Изменить размер шрифта:

1

Вадим Еловенко

Владыка Ивери

Выстрадать и завоевать должно человечество свое счастливое будущее.

Оно должно прийти к нему, решив множество морально-этических проблем, поняв саму суть природы своей.

Удовлетворяя свою жажду знания, оно, человечество, не должно забывать о хрупкости окружающего его мира. И быть этому миру другом и братом. Именно на плечи человека возляжет ответственность за жизнь в целом и за жизнь на Земле в частности. Уже сейчас осознание человеком своего места в природе заставляет его думать о грядущем. Что передать потомкам и как воспитать идущее на смену поколение. Чтобы даже через миллион лет маленький человечек смотрел на восходящее солнце и улыбался.

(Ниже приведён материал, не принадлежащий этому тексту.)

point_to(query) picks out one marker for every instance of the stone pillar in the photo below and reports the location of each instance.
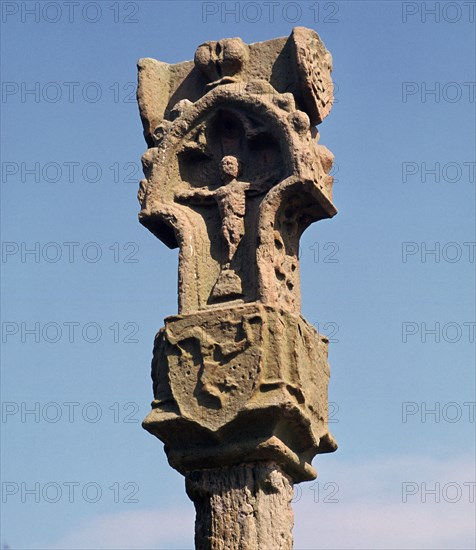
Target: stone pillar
(234, 174)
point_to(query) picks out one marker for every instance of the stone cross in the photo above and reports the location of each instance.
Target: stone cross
(233, 176)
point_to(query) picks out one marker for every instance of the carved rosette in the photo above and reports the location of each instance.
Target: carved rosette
(234, 174)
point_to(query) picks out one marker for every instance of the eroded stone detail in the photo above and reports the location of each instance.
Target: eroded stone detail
(234, 174)
(232, 146)
(237, 507)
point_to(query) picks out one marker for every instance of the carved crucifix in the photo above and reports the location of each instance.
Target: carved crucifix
(234, 174)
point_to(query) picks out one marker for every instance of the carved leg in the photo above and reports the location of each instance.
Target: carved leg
(245, 507)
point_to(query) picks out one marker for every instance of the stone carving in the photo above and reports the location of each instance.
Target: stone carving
(234, 174)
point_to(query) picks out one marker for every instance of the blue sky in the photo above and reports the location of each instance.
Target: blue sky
(403, 134)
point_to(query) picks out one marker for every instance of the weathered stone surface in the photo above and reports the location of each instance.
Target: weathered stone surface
(238, 384)
(234, 174)
(242, 508)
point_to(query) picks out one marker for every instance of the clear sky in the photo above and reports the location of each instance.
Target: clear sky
(80, 308)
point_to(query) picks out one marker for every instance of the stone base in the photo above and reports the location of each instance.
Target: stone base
(244, 507)
(238, 385)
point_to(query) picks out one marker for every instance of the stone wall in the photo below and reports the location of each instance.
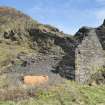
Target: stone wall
(89, 56)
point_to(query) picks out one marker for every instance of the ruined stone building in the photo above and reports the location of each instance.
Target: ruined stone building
(87, 56)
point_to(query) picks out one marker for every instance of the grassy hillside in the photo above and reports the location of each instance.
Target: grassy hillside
(66, 94)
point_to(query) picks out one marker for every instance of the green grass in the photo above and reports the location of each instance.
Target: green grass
(69, 93)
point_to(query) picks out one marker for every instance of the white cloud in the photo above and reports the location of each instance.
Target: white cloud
(100, 15)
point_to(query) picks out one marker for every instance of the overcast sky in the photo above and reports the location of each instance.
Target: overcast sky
(68, 15)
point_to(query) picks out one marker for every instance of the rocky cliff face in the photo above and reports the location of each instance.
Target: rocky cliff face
(31, 48)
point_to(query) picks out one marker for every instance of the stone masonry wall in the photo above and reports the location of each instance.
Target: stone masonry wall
(89, 56)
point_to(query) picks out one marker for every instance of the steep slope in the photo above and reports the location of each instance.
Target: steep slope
(28, 47)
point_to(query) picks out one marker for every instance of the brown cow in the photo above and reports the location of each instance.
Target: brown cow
(35, 80)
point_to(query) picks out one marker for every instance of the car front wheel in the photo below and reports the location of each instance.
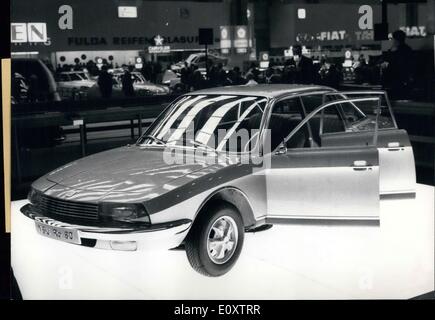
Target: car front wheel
(215, 241)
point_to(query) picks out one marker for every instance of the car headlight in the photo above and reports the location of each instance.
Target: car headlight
(127, 212)
(34, 196)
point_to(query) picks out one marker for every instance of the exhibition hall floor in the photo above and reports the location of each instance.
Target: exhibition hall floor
(392, 260)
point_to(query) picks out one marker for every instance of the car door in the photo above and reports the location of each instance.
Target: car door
(396, 159)
(309, 180)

Один неглупый и добрый человек

Я не знаю, что там будет через миллион лет.

Скорее, ничего уже не будет.

Нынешняя динамика развития показывает, что к этому времени человечество перестанет существовать. Просто перестанет существовать, а не переселится на неизвестные нам миры. Потому и считаю, что забота о чем-то еще, пока мы не позаботились о самих себе, просто недопустимая роскошь. А забота о самих себе в частности – это, конечно, централизация и глобализация.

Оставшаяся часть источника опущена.